The European exchange traded products (ETP) market will more than double in size by the end of 2017 to reach $900 billion in assets, the global head of Blackrock’s iShares funds said today.
Mark Wiedman said the market was on a “wild ride”
“In Europe, assets held in ETPs hit a new high of $387bn at the start of this year. We’re predicting the European ETP category will more than double over the next five years to over $900bn.”
Increased use by institutional clients, including asset managers using ETPs to implement investment decisions in active, passive and blended portfolios, is among five key drivers of growth Blackrock identifies.

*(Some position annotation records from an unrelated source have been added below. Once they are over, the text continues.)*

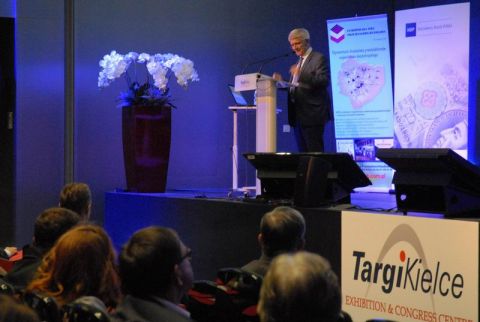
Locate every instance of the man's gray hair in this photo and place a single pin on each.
(301, 33)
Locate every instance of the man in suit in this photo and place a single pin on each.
(282, 230)
(309, 102)
(156, 273)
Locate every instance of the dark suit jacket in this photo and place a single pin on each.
(310, 104)
(142, 310)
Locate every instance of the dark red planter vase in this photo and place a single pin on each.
(146, 134)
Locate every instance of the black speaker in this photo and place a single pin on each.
(434, 181)
(7, 110)
(307, 179)
(313, 188)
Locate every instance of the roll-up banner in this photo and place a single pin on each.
(431, 77)
(362, 92)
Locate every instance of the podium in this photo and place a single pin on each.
(265, 120)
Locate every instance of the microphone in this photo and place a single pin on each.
(263, 62)
(272, 59)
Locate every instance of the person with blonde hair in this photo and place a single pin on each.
(282, 230)
(77, 197)
(300, 287)
(81, 263)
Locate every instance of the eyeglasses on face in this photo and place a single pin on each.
(187, 255)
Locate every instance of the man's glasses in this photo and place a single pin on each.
(188, 255)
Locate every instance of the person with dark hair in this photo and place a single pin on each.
(300, 287)
(282, 230)
(76, 196)
(81, 263)
(156, 273)
(49, 226)
(13, 311)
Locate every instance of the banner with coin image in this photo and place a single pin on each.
(362, 92)
(431, 77)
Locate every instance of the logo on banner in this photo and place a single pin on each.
(337, 33)
(415, 273)
(411, 29)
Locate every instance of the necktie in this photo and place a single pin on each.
(297, 73)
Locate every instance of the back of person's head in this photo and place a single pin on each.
(13, 311)
(51, 224)
(300, 33)
(300, 287)
(76, 196)
(81, 263)
(147, 261)
(282, 230)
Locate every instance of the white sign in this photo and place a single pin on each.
(409, 268)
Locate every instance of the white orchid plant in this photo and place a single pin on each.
(160, 69)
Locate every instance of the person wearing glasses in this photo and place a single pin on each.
(156, 273)
(309, 102)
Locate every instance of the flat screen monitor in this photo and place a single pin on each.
(309, 179)
(434, 181)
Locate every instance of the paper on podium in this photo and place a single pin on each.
(284, 84)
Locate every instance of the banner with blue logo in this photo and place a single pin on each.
(431, 77)
(362, 92)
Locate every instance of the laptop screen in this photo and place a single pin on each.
(238, 97)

Recent analysis by iShares suggested the ETP holding by some of the largest global asset managers had increased by over 30 per cent per year.

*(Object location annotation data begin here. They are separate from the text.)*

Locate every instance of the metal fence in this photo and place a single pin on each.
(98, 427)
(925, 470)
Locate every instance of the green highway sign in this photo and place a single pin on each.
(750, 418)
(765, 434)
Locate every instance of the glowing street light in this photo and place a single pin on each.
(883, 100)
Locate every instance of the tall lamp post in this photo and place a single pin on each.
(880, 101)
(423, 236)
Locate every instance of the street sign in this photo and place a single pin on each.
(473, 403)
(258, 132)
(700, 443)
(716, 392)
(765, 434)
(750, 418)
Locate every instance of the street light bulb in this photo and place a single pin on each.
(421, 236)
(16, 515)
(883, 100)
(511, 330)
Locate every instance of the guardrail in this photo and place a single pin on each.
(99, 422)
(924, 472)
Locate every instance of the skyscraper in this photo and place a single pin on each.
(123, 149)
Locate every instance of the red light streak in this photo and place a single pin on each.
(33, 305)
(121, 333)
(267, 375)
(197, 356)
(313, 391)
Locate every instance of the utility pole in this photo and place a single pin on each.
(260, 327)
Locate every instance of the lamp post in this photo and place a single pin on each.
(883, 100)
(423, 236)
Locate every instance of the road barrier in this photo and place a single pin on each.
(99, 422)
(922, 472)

Other factors driving growth include greater uptake by retail investors, greater use of asset allocation products and structured wraps based on ETPs, infrastructure changes improving liquidity in the European market, and a “revolution” in fixed income products. Illiquidity in fixed income markets means trading fixed income ETPs on-exchange can now be cheaper than trading the underlying bonds, Blackrock’s release stated.
“The growth of the ETP industry has much further to go,” Wiedman said. “Compared to the market size of other investment vehicles, in segments such as securities, mutual funds and derivatives, ETPs have huge headroom for growth, even in the more mature markets of Europe and the US.”

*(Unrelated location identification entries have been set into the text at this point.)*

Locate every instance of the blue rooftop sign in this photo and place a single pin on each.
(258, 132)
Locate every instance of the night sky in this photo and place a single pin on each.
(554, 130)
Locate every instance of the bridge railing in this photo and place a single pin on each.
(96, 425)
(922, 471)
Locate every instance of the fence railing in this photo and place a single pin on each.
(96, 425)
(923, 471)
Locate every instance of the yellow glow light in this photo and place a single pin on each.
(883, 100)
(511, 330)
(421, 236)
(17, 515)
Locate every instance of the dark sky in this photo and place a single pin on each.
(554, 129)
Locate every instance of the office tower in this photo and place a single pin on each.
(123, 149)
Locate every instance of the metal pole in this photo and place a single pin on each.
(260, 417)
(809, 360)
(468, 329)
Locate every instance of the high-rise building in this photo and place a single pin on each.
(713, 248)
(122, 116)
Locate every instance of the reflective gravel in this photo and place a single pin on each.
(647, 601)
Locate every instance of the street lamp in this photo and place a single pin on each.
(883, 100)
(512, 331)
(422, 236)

The comments follow figures earlier this month from consultant ETFGI showing net global inflows into ETPs of $73.4bn in the first quarter, with fixed income products accounting for $8.4bn. Its analysis of reported share ownership also showed the number of institutional investors to have used ETFs (exchange traded funds) and ETPs globally grew at a compound annual rate of 8.9 per cent in the five years to 2011.
ETFGI managing partner Deborah Fuhr, said: “The increasing number of institutional investors globally using ETFs and ETPs is an important factor driving the growth in net new asset flows as well as the growth in total assets under management.”